Victor Kal en ik zijn het zoals ik al boven schreef deels eens, deels oneens. Spinoza is inderdaad geen modern denker. Dat maakt hem juist interessant. Maar hij is geen (proto)fascist. Victor Kal tracht Spinoza toch tot een fascist te maken door 1) de historische context te veronachtzamen en 2) citaten waarin Spinoza het omgekeerde stelt van wat Kal hem verwijt (Spinoza keert zich expliciet tegen de monarchie en tegen de mythe van een door God aangesteld leider en hij stelt keer op keer niets belangrijker te vinden dan de kennis en liefde van God) te negeren of te interpreteren als ‘list’. Op zo’n manier kun je iedereen natuurlijk van van alles betichten.

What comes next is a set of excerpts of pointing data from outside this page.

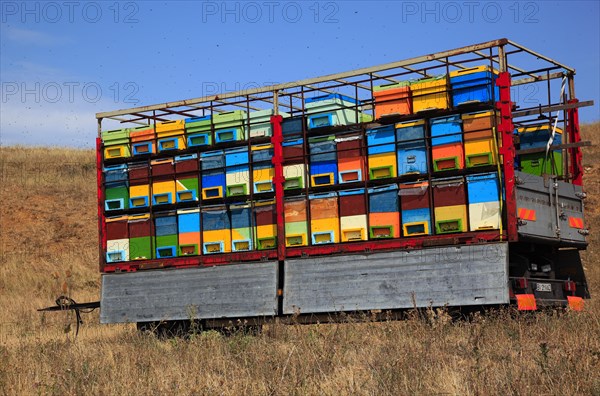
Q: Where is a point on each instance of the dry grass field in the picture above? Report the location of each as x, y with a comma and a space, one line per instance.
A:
48, 247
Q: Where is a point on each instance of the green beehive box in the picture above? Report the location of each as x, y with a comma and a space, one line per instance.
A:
538, 164
230, 126
229, 118
116, 194
116, 136
140, 248
116, 143
198, 126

Spinoza noemt de Bijbelse religie inderdaad onwaar, maar tegelijkertijd is het voor hem een manier om tot “het heil” te geraken. Spinoza ontzegt religie niet iedere vorm van autonomie, maar geeft de staat het laatste woord in het bepalen van de uiterlijke religie en de grenzen daarvan. De innerlijke religie – hoe men denkt over God – blijft een zaak van het autonome individu. Kal ziet Spinoza als een atheïst, vanuit zijn eigen opvatting van religiositeit. Spinoza zag zichzelf – getuige zijn werken en brieven – echter geenszins als een atheïst maar als iemand die de kennis en liefde van God beschouwt als het hoogste goed. We kunnen in zijn denken veel overeenkomsten vinden met andere Joodse denkers en stromingen, zoals Maimonides, Crescas en de kabbala. Wat betreft Spinoza’s gecompliceerde relatie tot het jodendom verwijs ik naar het begin van mijn lezing over omgaan met onzekere tijden (een link daar naartoe staat aan het begin van mijn reactie). Over Spinoza’s opvatting van democratie verschillen Kal en ik van mening. Dat mag in een vrij land, en dat mag ook volgens Spinoza. Tot slot denk ik dat mensen er het verstandigst aan doen om Spinoza zelf te lezen om tot een eigen oordeel in deze te komen.